Future Tense

Bad Idea of the Week: An Invisible Bicycle Helmet

invisible bicycle helmet
Screenshot

The “invisible bicycle helmet” deploys like an airbag before impact—you hope.

It’s an inspiring story. A pair of Swedish university students saw a problem—people don’t wear bicycle helmets because they’re bulky, ugly, and uncomfortable—and set out to do the impossible. They set out to build an invisble bike helmet. People laughed in their face, of course. They endured sexism and condescension. Their attitude: “If people say it’s impossible we have to prove them wrong.”

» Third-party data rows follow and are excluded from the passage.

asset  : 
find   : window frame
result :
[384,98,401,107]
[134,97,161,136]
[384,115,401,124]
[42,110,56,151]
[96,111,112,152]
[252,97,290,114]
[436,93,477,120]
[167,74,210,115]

The pair thought and thought, worked and worked, and after seven years, they figured it out. GE chronicled their quest in a beautifully rendered video, which this week has been delighting cyclists around the world via social media. Here’s the video:

It’s an inspiring story and a clever design, but the result is a fundamentally silly product. Let me count the ways that this invisible bicycle helmet is a bad idea:

  1. It isn’t invisible
  2. It costs $600
  3. You can only use it once
  4. Apparently they have already had to recall the helmet, because in at least one case the zipper came undone in a crash, rendering it useless
  5. JUST WEAR A NORMAL BICYCLE HELMET, PEOPLE!